The Liquid Crystal Displays (LCDs) are a type of flat panel display that uses liquid crystals for operation. They are relatively old technology but can be seen in clocks, laptops, computers, calculators, dashboards, and other electronic projects and devices because of their advantages over newer types of displays, including low power, low cost, and readability. Digital LCD watches are quite popular and generally preferred due to their long battery life. David Johnson-Davies recently posted his Low Power LCD Clock in his blog post where he made a very low-power LCD clock, based on an AVR128DA48, capable of running for over three years from a CR2032 button cell or forever from a solar cell.
David used Densitron DG-201208-RP standard LCD for this project. He says,
“I recently bought some Densitron LCD displays on eBay for a few pounds/dollars, and I’d been wanting to try building a low-power clock around them, to see just how low I could get the power consumption.”
The ones used are static displays that can be implemented with independent electrodes for each segment. On the other hand, multiplexed displays are usually implemented with pixels arranged as a matrix consisting of electrically connected rows on one side of the liquid crystal layer and columns on the other side. Each pixel can be activated by intersection. The static display requires 28 individual segment I/O pins, three decimal points, one for colon, and one/two common pin totaling 33-34 pins; plus, there can be some extra display like a minus sign, etc.
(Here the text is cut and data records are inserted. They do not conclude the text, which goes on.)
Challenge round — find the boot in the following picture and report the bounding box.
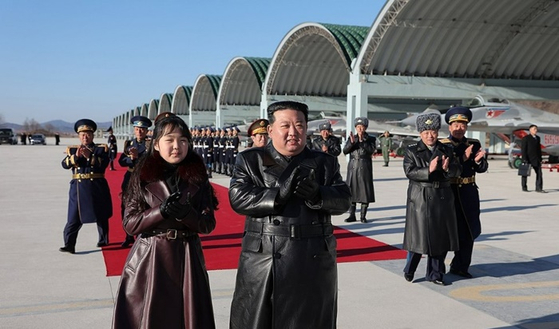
[121,235,135,248]
[360,203,368,223]
[344,204,357,222]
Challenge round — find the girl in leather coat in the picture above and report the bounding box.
[112,112,218,329]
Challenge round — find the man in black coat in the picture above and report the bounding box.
[229,101,351,329]
[310,122,341,157]
[343,117,376,223]
[521,124,546,193]
[441,107,488,279]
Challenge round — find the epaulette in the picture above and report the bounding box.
[96,143,109,152]
[66,145,80,155]
[124,140,132,149]
[439,138,452,144]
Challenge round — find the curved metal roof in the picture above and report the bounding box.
[219,57,271,105]
[172,85,193,115]
[159,93,173,113]
[266,22,369,96]
[148,99,159,120]
[358,0,559,80]
[191,75,222,111]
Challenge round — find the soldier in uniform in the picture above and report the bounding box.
[343,117,377,223]
[107,126,118,171]
[379,131,393,167]
[203,127,214,178]
[310,122,341,156]
[247,118,269,148]
[213,128,221,173]
[441,107,488,279]
[218,127,227,174]
[230,126,240,175]
[224,127,233,176]
[118,115,152,247]
[59,119,113,254]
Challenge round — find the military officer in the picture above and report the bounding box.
[441,106,488,279]
[247,118,269,148]
[310,122,341,156]
[107,126,118,171]
[118,115,152,247]
[59,119,113,254]
[202,126,214,178]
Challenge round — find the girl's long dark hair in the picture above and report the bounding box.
[122,113,218,217]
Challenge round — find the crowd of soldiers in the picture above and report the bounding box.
[191,125,240,178]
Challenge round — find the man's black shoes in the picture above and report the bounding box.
[404,273,414,282]
[431,279,445,286]
[59,246,75,254]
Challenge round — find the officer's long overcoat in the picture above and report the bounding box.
[229,144,351,329]
[402,141,461,256]
[112,151,217,329]
[442,137,488,240]
[342,133,376,203]
[62,144,113,224]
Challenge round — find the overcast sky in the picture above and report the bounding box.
[0,0,385,125]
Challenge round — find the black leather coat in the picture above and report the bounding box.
[229,144,351,329]
[402,141,461,256]
[343,133,376,203]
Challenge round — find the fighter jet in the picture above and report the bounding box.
[398,95,559,166]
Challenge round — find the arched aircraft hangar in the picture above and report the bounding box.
[114,0,559,142]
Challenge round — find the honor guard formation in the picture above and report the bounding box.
[191,125,240,178]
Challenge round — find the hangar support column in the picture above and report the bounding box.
[346,71,369,138]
“There’s one catch; you can’t use a DC voltage to turn on the segments, because this would cause electrolysis to occur which would slowly degrade the display. The solution is to use AC by switching the polarity across the segment at a low frequency; 32Hz is usually recommended. Fortunately, this is easy to do in software.”
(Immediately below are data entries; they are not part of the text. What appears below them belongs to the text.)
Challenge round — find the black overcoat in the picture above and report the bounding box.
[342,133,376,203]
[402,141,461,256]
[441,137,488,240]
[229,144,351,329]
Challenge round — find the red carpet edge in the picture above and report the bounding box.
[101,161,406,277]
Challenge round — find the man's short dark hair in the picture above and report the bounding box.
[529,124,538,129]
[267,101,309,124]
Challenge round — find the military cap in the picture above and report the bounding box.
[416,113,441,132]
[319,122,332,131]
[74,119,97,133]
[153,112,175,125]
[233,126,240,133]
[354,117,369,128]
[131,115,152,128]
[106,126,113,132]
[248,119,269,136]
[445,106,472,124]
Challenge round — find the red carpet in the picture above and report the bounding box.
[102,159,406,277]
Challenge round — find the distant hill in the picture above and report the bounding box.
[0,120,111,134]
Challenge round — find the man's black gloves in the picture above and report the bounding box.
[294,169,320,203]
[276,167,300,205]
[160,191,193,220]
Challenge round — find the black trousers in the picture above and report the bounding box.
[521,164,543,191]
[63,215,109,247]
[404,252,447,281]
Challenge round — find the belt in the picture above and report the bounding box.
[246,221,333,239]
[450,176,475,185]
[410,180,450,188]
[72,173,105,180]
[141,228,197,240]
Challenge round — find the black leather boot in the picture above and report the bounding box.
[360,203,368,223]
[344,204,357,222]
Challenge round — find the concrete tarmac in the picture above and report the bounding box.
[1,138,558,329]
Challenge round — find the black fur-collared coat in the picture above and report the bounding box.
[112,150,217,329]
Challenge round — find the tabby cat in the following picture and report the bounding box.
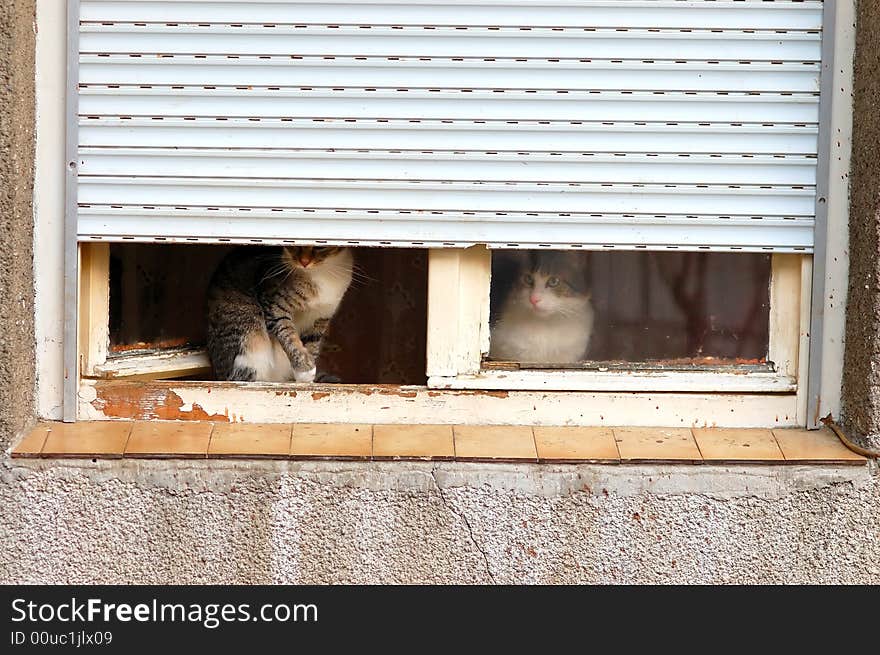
[489,250,594,363]
[206,245,353,382]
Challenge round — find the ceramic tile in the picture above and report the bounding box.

The processor used is an AVR128DA48 in a TQFP-48 package, running at up to 24 MHz and with 128 KB Flash, 16 KB SRAM, and 512 bytes of EEPROM in 48-pin packages. One can also use the lower memory version of these devices as well as ATmega4809 and its lower memory versions which are pin-compatible. David says that the only restriction is that the pins he has used for I2C, PF2 and PF3, only support slave I2C on the ATmega4809. It spends most of its time in sleep mode, for power saving and is turned On by a 64Hz interrupt from the RTC peripheral. The RTC peripheral also keeps time that is controlled by the onboard 32.768kHz crystal oscillator.
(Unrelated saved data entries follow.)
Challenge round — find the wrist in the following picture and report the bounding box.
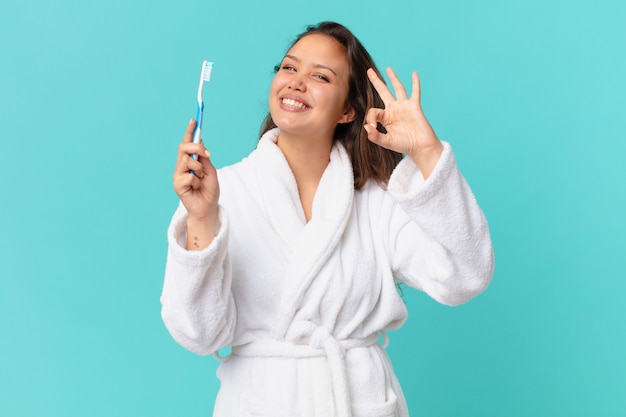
[408,141,444,180]
[187,205,218,225]
[186,207,218,251]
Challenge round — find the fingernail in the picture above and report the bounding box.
[363,124,371,133]
[204,149,211,157]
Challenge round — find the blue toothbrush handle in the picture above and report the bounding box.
[190,102,204,174]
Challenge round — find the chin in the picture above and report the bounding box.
[271,115,306,134]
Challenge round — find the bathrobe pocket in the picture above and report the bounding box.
[240,396,276,417]
[346,346,400,417]
[352,389,398,417]
[236,355,334,417]
[241,391,397,417]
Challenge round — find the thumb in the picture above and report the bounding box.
[365,107,385,125]
[364,107,386,144]
[363,121,386,144]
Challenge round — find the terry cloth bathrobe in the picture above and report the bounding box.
[161,128,494,417]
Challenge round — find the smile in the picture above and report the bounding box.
[281,98,310,110]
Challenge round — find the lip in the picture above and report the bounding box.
[279,94,311,111]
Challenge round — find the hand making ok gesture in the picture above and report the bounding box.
[364,67,444,179]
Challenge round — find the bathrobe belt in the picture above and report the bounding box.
[230,321,388,417]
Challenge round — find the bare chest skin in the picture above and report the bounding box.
[297,178,320,222]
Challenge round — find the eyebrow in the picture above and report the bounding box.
[284,54,338,76]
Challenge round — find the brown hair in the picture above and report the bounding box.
[259,21,402,190]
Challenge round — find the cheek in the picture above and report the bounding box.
[268,79,280,109]
[268,80,277,99]
[269,73,287,93]
[268,76,289,108]
[328,89,350,114]
[268,81,283,120]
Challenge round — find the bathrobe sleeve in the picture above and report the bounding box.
[385,141,495,306]
[160,202,236,355]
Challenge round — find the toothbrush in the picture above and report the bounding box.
[190,60,214,173]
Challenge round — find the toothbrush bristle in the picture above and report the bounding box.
[202,61,214,82]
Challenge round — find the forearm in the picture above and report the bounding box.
[161,205,236,355]
[186,208,218,250]
[407,141,444,180]
[388,142,494,304]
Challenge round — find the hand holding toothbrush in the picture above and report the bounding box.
[173,118,220,250]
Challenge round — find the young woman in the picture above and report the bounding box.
[162,22,494,417]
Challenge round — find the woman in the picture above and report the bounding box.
[162,21,494,417]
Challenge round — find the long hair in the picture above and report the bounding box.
[259,22,402,190]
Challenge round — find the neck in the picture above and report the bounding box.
[277,131,333,178]
[276,130,333,222]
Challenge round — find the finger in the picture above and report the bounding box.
[386,67,408,100]
[176,141,206,169]
[183,118,196,143]
[173,168,197,194]
[180,174,202,193]
[197,149,216,173]
[411,71,421,102]
[190,157,205,176]
[363,122,384,144]
[175,155,204,177]
[178,141,207,164]
[367,68,395,105]
[364,107,385,126]
[363,108,388,144]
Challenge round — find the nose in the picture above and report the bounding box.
[287,73,307,91]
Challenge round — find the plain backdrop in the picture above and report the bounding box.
[1,0,625,416]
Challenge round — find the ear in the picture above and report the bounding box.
[339,106,356,124]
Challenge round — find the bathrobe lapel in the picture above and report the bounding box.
[254,129,354,339]
[255,129,307,246]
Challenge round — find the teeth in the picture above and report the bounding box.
[282,98,308,109]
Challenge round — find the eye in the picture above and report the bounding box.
[314,74,330,82]
[281,65,297,72]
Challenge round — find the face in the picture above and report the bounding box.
[269,34,355,140]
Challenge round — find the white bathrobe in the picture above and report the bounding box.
[161,128,494,417]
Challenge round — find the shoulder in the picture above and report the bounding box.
[354,179,395,213]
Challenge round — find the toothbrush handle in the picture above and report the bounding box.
[190,102,204,174]
[192,101,204,147]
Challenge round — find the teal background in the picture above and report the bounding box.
[1,0,624,415]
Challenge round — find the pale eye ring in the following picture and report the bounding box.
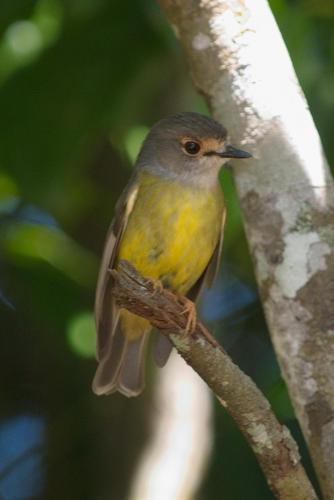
[184,141,201,155]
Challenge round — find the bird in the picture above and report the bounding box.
[92,112,251,397]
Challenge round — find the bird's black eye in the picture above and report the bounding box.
[184,141,201,155]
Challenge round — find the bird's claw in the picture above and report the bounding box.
[178,296,197,335]
[151,278,164,296]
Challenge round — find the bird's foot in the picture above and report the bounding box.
[178,295,197,335]
[151,278,164,296]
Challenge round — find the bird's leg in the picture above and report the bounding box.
[151,278,164,296]
[177,295,197,335]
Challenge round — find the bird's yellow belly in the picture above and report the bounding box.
[118,173,224,295]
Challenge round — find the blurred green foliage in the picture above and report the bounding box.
[0,0,333,498]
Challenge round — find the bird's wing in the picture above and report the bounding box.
[187,207,226,302]
[94,176,139,360]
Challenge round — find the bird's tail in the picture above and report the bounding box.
[92,311,150,397]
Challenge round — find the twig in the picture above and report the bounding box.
[112,260,317,500]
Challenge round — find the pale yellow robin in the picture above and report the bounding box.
[93,112,251,397]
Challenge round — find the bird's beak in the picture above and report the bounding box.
[217,144,252,159]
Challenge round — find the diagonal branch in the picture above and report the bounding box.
[112,260,317,500]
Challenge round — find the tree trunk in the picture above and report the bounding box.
[156,1,334,498]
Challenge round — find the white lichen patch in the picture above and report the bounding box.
[170,334,190,353]
[298,360,318,399]
[195,336,206,347]
[282,426,300,464]
[192,33,211,51]
[276,199,313,235]
[255,249,270,282]
[274,231,330,299]
[266,285,310,356]
[248,423,272,453]
[217,396,228,408]
[308,240,331,275]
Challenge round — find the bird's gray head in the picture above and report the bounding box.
[136,112,251,187]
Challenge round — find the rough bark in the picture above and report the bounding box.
[156,1,334,498]
[112,260,317,500]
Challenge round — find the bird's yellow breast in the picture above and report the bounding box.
[118,172,224,295]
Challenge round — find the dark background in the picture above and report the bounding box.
[0,0,333,498]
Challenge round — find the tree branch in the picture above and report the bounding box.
[112,260,317,500]
[156,1,334,497]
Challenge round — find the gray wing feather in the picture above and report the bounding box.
[92,321,149,397]
[94,177,139,360]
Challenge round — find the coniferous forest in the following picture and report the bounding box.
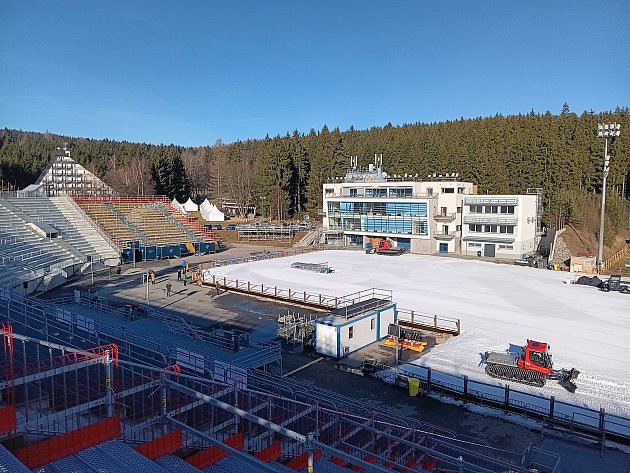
[1,107,629,243]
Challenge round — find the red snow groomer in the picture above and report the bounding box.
[365,239,406,256]
[484,340,579,392]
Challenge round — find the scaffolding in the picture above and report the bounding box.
[289,262,333,273]
[277,311,319,346]
[0,329,557,473]
[237,224,301,242]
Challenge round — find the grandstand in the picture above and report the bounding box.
[0,197,85,292]
[4,194,120,265]
[0,290,561,473]
[75,197,219,260]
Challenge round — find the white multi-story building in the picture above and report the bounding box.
[322,156,540,259]
[461,194,539,259]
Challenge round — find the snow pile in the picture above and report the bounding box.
[206,250,630,416]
The clock also briefly shows the temperature every minute, using the AVR128DA48’s on-chip temperature sensor, and the battery voltage, by using the ADC to read its supply voltage. There is an I2C connection for connection of any other external sensors like the humidity sensor and others.
The clock can run on CR2032 coin cell. Or if you want to power it with a 3V solar panel, there are holes to allow you to fit a 5V supercapacitor in place of the coin cell.
Talking about the power consumption, with a 24MHz clock, it consumes 7.3uA. The CR2032 coin cell of 255mAh would last for about 3.5 years!